Page 1 of 1

Sort GBs of data - archive

Posted: 2017-12-18 19:10
by jalisco
Hi,

I have tons of images, having saved many "quick and dirty backups" over the years.

In other words, often trying to keep it organized, but over time (a decade), I just save the old hard drive, and replace it with a new one.
During this process, I have many "Photos" folders, from different systems, Apple and Debian (Shotwell) predominantly, in multiple directories.

What I would like to do is consolidate all the images, erring on the side of caution -- I don't want to lose any images, if possible.

For example, I have say
Directory One -> Photos with 75GB
Directory Two -> Photos with 50 GB
Directory Three -> Photos 20GB

so on and so forth.

Programs like iPhoto/Photos use databases and have all kinds of extra crap (like "faces" and thumbnails) that I am not necessarily interested in.

At this point, I just want to organize all my images, without having to manually go through 100,000+ of many redundant images.

I use Debian predominantly and is my main system for some time. There may be 2-3 instances of iPhoto images, based on my partners usage of Mac, and really old images, of when I used Apple products.

My plan is:

Well, now that I start to formulate it, I realize, I have no plan =/

I know I can use rsync to synchronize the directories.

But, ideally, I really want all the files in one big fat directory. I don't really care about the funny "by year, or some other funny camera directory/sub-directory style". I just want all the image files.

So, then, I guess I should do some "bashing", use BASH to get all the images from the various subdirectories, recursively, and move them into one big folder.

Both of these possibilities leave me lacking complete comfort, because I am not sure how they handle duplicates.

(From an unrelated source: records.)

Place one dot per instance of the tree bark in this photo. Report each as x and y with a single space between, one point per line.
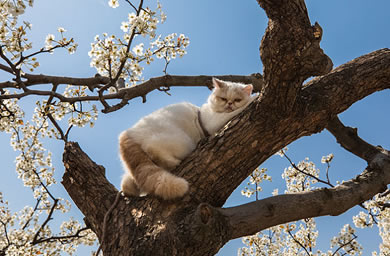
285 111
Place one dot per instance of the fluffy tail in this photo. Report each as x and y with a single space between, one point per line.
144 176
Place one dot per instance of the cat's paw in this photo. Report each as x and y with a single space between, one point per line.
170 186
129 187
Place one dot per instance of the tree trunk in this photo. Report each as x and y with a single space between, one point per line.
285 111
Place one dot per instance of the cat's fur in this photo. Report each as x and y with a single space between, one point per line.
161 140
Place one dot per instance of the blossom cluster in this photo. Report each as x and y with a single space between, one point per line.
13 36
111 54
378 213
300 237
297 178
34 167
258 176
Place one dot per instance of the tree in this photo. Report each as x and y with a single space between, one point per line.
196 224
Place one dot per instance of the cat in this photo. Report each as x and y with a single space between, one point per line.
161 140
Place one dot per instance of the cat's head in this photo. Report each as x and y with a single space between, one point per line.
228 96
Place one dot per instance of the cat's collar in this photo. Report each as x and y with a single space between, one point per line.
205 132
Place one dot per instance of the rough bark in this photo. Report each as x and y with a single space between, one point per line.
285 111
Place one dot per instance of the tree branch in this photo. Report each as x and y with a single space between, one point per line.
290 51
86 183
348 138
126 94
253 217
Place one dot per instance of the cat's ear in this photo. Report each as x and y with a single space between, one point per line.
218 83
248 89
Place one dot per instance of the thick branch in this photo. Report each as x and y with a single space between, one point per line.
126 94
290 50
349 139
256 216
262 130
86 183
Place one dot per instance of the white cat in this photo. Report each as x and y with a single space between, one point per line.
161 140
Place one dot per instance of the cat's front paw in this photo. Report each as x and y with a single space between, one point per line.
170 186
129 187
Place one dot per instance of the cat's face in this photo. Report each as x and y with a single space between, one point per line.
228 96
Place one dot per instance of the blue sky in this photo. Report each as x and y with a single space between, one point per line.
225 38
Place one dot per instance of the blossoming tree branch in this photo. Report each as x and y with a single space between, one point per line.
285 110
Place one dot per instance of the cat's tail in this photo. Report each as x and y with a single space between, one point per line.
144 176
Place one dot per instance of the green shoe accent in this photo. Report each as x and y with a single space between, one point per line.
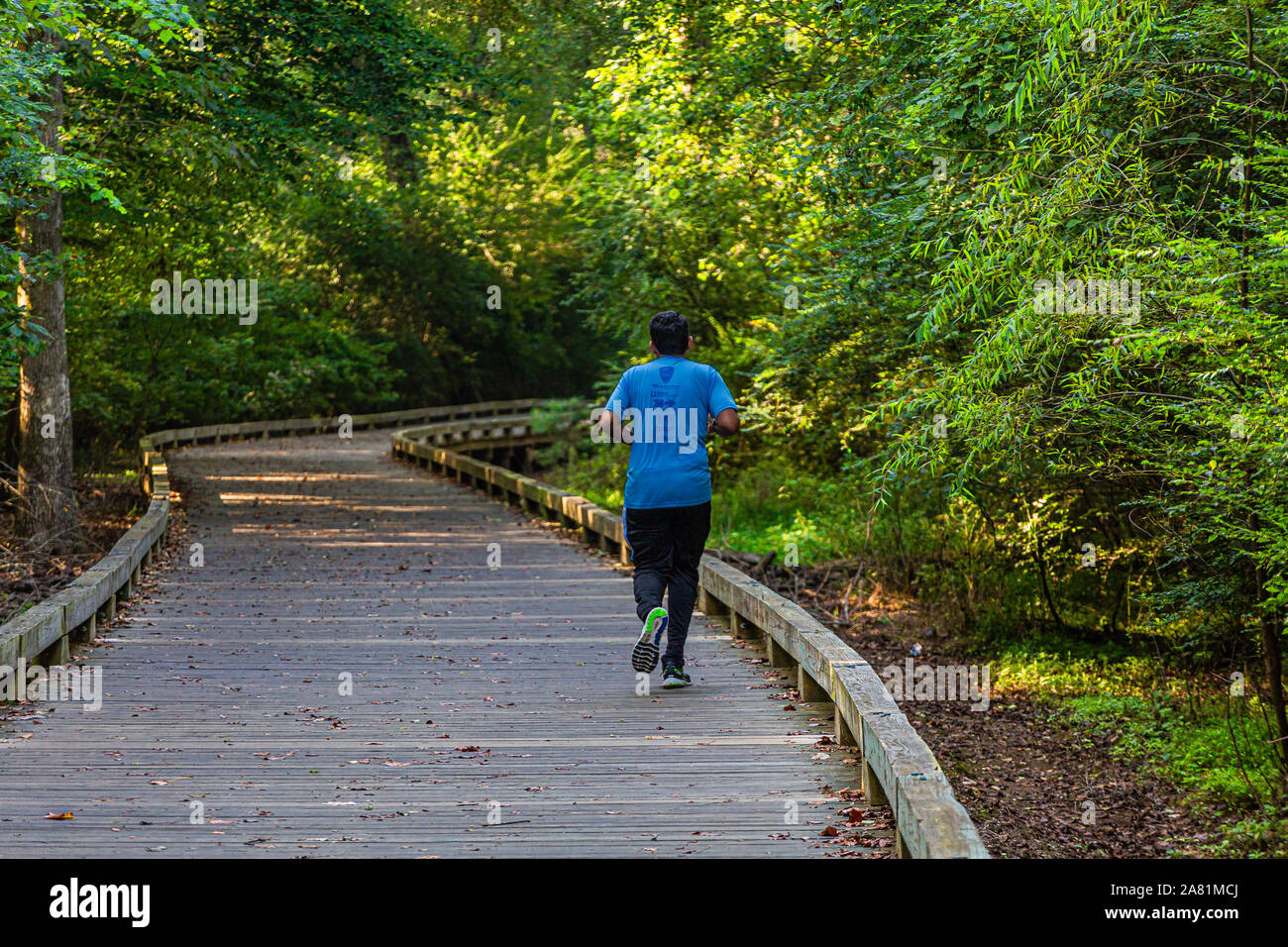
674 678
645 652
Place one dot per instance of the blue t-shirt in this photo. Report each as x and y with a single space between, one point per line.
669 402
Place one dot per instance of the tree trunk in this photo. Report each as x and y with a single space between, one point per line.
47 505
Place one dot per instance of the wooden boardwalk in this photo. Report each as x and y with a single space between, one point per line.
493 710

Thinking out loud, I guess I would want to:

1. create a BASH script, using the mv command with the backup option --> to recursively get all the image files from their various folder structures and subdirectories, into one massive directory.
2. then use fdupes to remove the duplicates.


Is there a heavy duty application that can take all the image in, and manage them, that anyone know of, to make this process easier??

Programs like Photos even Shotwell, simply can't handle this volume of images very efficiently.

Re: Sort GBs of data - archive

Posted: 2017-12-19 01:10
by acewiza
"Organizing" is always a challenge. Here's a little snippet I use to find dupes:

Code: Select all

find . -type f -exec md5sum '{}' ';' | sort | uniq --all-repeated=separate -w 15 > dupes.txt
Other than that, I think you are pretty much on your own.

Re: Sort GBs of data - archive

Posted: 2017-12-19 08:51
by jalisco
acewiza wrote:"Organizing" is always a challenge. Here's a little snippet I use to find dupes:

Code: Select all

find . -type f -exec md5sum '{}' ';' | sort | uniq --all-repeated=separate -w 15 > dupes.txt
Other than that, I think you are pretty much on your own.

Thanks. That's kind of what I figured. Unfortunately, at some point, I passed the "consumer level" problem, into
"professional level" problem =)

Re: Sort GBs of data - archive

Posted: 2017-12-19 11:09
by bw123
The 'one massive directory" doesn't sound fun to me, unless the file names are all consistent that would be a mess wouldn't it?

I don't have nearly that big a problem, but I like arranging things by year, and once the dupes are gone, I use a desktop search app to find things.